2. Maureen Tarrant, CEO of Presbyterian/St. Luke's Medical Center and Rocky Mountain Hospital for Children, both in Denver, said Americans need to be reminded that these facilities are still safe places to get healthcare when they need it. While Ms. Tarrant said her hospital was "never overwhelmed with COVID patients," there was another effect. "I think we had an unintended consequence: I think we made people afraid to come back to the hospital," she said.

3. Reginald Eadie, MD, CEO of Trinity Health of New England, examined how stay-at-home messages have affected hospitalizations for life-threatening illnesses — including heart attack, heart failure, stroke, appendicitis and gallbladder disease — as well as at-home deaths. "These increases in at-home deaths are stunning, and in my opinion, clearly show that community members listened to the stay at home messages they heard," Dr.
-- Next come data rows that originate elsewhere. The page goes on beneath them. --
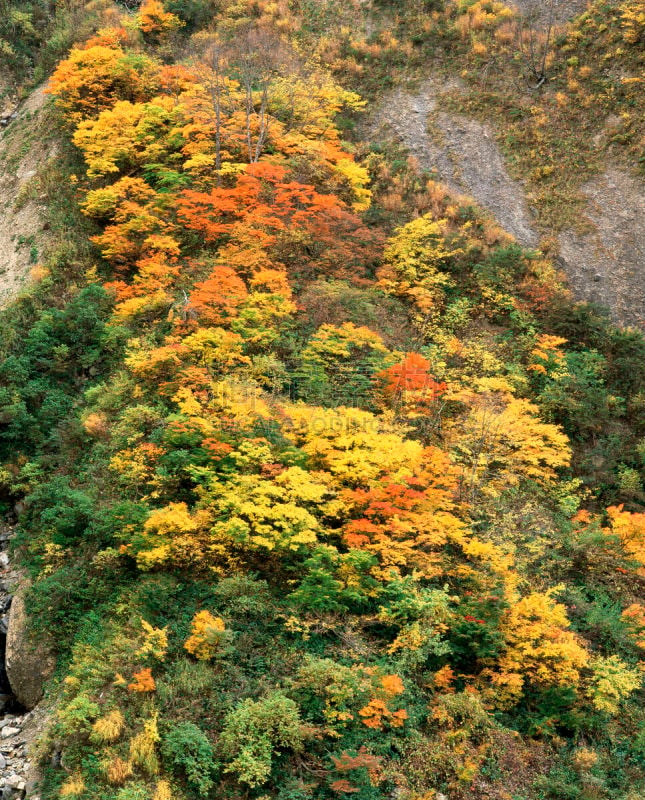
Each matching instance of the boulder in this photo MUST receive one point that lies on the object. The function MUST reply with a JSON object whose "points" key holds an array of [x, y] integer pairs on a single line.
{"points": [[28, 662]]}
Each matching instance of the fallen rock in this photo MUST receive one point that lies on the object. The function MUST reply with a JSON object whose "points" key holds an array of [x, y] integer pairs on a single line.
{"points": [[29, 663]]}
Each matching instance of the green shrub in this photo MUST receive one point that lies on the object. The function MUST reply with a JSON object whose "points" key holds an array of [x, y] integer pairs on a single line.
{"points": [[255, 731]]}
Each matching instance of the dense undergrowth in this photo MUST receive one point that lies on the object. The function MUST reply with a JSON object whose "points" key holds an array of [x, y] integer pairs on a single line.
{"points": [[326, 487]]}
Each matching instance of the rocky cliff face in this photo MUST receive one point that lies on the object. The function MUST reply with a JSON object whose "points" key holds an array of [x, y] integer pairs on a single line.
{"points": [[605, 265], [25, 664]]}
Eadie wrote.

4. Brian Gragnolati, CEO of Morristown, N.J.-based Atlantic Health System, told Becker's about how the system is educating employees about self-care and following protocols. "If they do become ill, have processes around that getting them back to work," Mr. Gragnolati said. "This is an all hands on deck exercise." 

5. Paul Kempinski, president and CEO of Children's Mercy Kansas City, said that due to its lower volume of COVID-19 patients, his organization could act as a regional resource and help mitigate the burden adult hospitals could feel if there is a COVID-19 surge in the Kansas City area. In turn, Children's Mercy Kansas City developed a pandemic response plan.